Despite the emission scandal, Volkswagen managed to become the highest selling automaker in 2016. With 10.3 million units, it edged past Toyota Motor Corp. (TM - Free Report) that sold 10.2 million vehicles globally. In fact, Toyota has given up the leading position for four years in a row now. General Motors (GM - Free Report) ranked third.
Zacks Industry Rank – Positive Outlook
The distinctive attributes of the auto industry prompted us to have a dedicated sector for the industry in our database. The automobile sector is one of the 16 Zacks sectors, unlike the S&P classification, wherein autos is part of the Consumer Discretionary sector. The S&P has 10 sectors compared with the 16 sectors for Zacks.
At the expanded classification level, the Zacks auto sector is divided into six industries: Auto-Domestic, Auto-Foreign, Auto/Truck-Original, Auto/Truck-Replacement, Engines and Tires. The sector’s retail operations are part of the Zacks Retail sector in two industries: Auto/Trucks and Other Auto Parts. The level of sensitivity and exposure to the different stages of the economic cycle vary for each industry.
The current Zacks Industry Rank is #37 for Automotive - Domestic, #95 for Automotive - Foreign, #74 for Automotive - Original Equipment, #204 for Automotive - Replacement Parts, #104 for Automotive - Internal Combustion Engines, #218 for Rubber – Tires, #77 for Automotive - Retail and Whole Sales and #247 for Automotive - Retail and Wholesale - Parts. As a reference point, the outlook for industries with a Zacks Industry Rank of #88 and lower is 'Positive,’ between #89 and #176 is 'Neutral' and #177 and higher is 'Negative.’

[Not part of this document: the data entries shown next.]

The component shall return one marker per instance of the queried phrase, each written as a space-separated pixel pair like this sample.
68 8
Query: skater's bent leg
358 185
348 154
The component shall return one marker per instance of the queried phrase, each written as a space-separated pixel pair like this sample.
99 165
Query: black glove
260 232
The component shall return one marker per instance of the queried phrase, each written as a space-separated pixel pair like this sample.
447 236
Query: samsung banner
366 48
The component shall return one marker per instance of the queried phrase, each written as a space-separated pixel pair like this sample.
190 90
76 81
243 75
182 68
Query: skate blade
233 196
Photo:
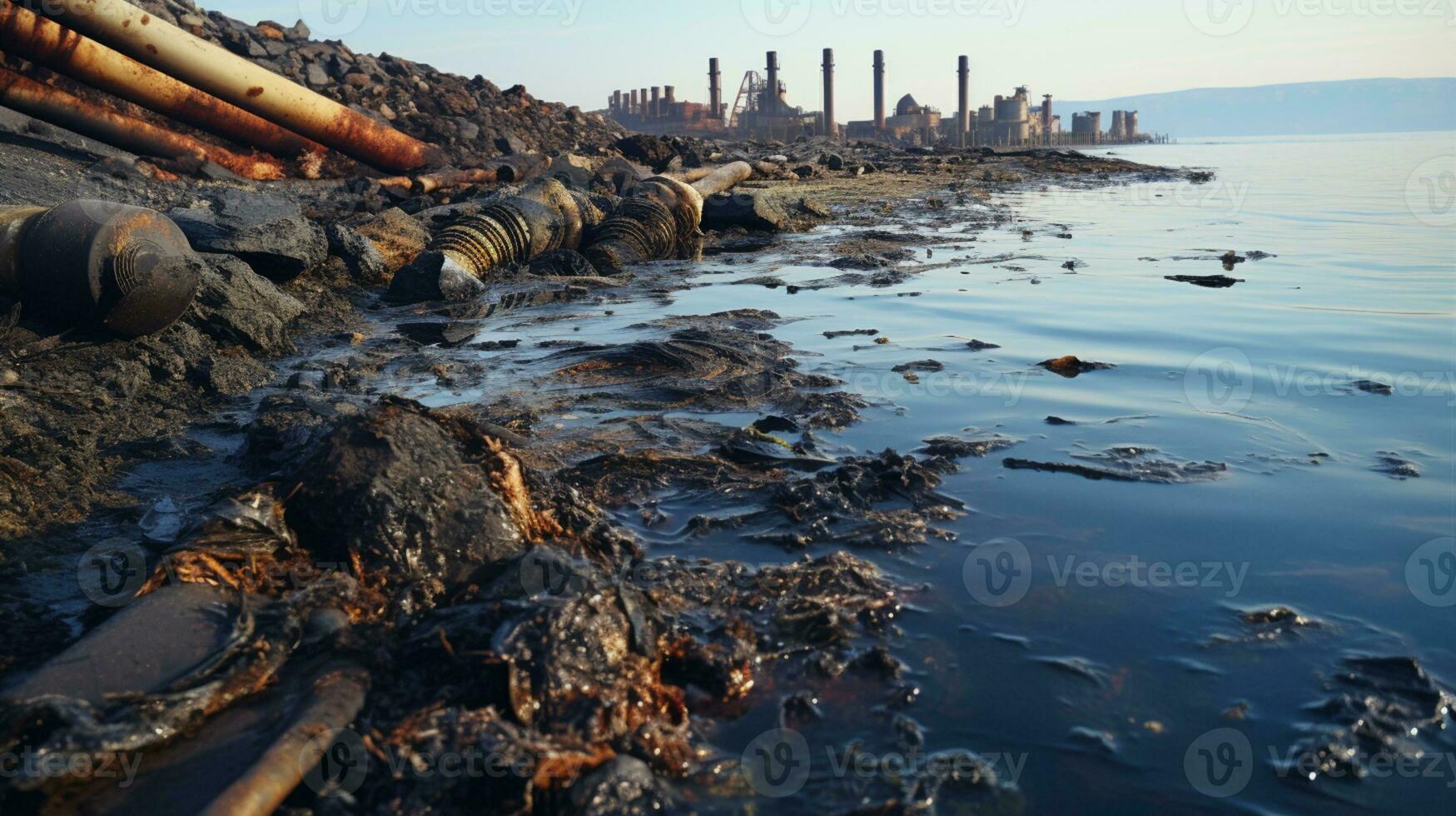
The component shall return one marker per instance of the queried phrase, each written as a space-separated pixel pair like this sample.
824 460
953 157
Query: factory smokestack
771 101
715 89
880 92
830 126
962 122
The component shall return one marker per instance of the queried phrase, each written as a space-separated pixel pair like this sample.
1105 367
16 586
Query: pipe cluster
505 232
124 268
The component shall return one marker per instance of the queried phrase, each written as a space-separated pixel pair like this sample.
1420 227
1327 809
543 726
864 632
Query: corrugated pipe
233 79
513 231
98 264
46 42
657 221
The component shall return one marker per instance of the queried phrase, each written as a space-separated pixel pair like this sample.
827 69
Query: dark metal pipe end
97 262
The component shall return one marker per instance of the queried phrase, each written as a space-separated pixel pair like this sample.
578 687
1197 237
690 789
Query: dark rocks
1073 367
921 366
748 210
395 487
653 151
236 306
1207 281
398 238
270 233
622 787
360 256
1127 465
1397 466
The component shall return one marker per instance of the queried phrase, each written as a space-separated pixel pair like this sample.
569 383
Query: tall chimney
830 126
771 101
880 92
962 122
715 89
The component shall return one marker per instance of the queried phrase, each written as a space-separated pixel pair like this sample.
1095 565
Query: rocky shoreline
464 560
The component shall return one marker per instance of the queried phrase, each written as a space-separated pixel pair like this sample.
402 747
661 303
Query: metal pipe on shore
513 231
62 50
99 264
233 79
107 126
658 219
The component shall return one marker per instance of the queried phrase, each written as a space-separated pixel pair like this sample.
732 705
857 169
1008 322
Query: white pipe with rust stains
145 139
233 79
724 178
47 42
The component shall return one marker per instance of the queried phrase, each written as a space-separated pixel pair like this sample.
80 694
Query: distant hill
1362 105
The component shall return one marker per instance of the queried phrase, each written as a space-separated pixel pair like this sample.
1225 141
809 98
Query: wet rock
1207 281
398 238
562 262
395 487
1397 466
622 787
653 151
360 256
1127 465
748 210
239 308
1073 367
1370 386
266 232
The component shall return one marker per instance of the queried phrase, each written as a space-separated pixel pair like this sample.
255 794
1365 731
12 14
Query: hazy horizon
583 50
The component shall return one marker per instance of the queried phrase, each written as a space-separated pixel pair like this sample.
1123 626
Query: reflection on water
1155 644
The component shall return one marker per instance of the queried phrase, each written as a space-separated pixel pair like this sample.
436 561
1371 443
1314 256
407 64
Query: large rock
748 210
395 487
236 306
266 232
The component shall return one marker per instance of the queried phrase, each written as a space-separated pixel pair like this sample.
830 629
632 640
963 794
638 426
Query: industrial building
762 110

This implies that the outlook for auto-related industries is positive. You can see this in the new Zacks Sector Heat Map that shows the Auto sector at the number 3 spot, behind only Industrial Products and Basic Materials sectors.
We rank all 260-plus industries in the 16 Zacks sectors based on the earnings outlook and fundamental strength of the constituent companies in each.
Sector Level Earnings Trend
The auto sector is expected to contribute 2.0% to the total S&P 500 earnings in 2017. This is double its 1% market cap weight in the index at present.
Looking at the fourth-quarter 2016 results of the auto sector, earnings fell 20.2%. Auto sector earnings are expected to decline 7.3% in the first quarter of 2017 and 10.5% in the second quarter, placing the sector among the laggards. However, earnings are expected to rise starting the fourth quarter of 2017.
Total revenue increased 2.4% year over year in the fourth quarter of 2016. Revenues are expected to move up 0.2% in the first quarter of 2017 and 1.3% in the second quarter.
In line with the weak outlook for the upcoming quarters, earnings for 2017 are expected to decline 4.3% over 2016. Also, revenues for the year are expected to go down 0.6%.
For more information on earnings for this sector and others, please read our latest Earnings Trends report.
The auto sector is currently facing several opportunities as well as challenges. While low fuel prices, attractive financing options and impressive vehicle launches are driving sales, slowing sales growth in the U.S., rising auto loan defaults and high levels of safety recalls act as dampeners.
Nevertheless, the IHS Automotive projection for global vehicle sales for 2017 is encouraging. At this juncture, we recommend stocks such as Cummins Inc. (CMI - Free Report) , Fox Factory Holding Corp (FOXF - Free Report) and GKN plc GKNLY.
Cummins has an expected long term earnings per share growth rate of 9.8%. It recorded average earnings beat of 14.5% over the last four quarters. Cummins carries a Zacks Rank #1 (Strong Buy). You can see the complete list of today’s Zacks #1 Rank stocks here.
Fox Factory carries a Zacks Rank #2 (Buy). The company has an expected earnings growth rate of around 16.1% for the long term. Fox Factory posted positive average surprise of 15.9% over the last four quarters.
GKN holds a Zacks Rank #2 and has a long-term growth rate of 6%.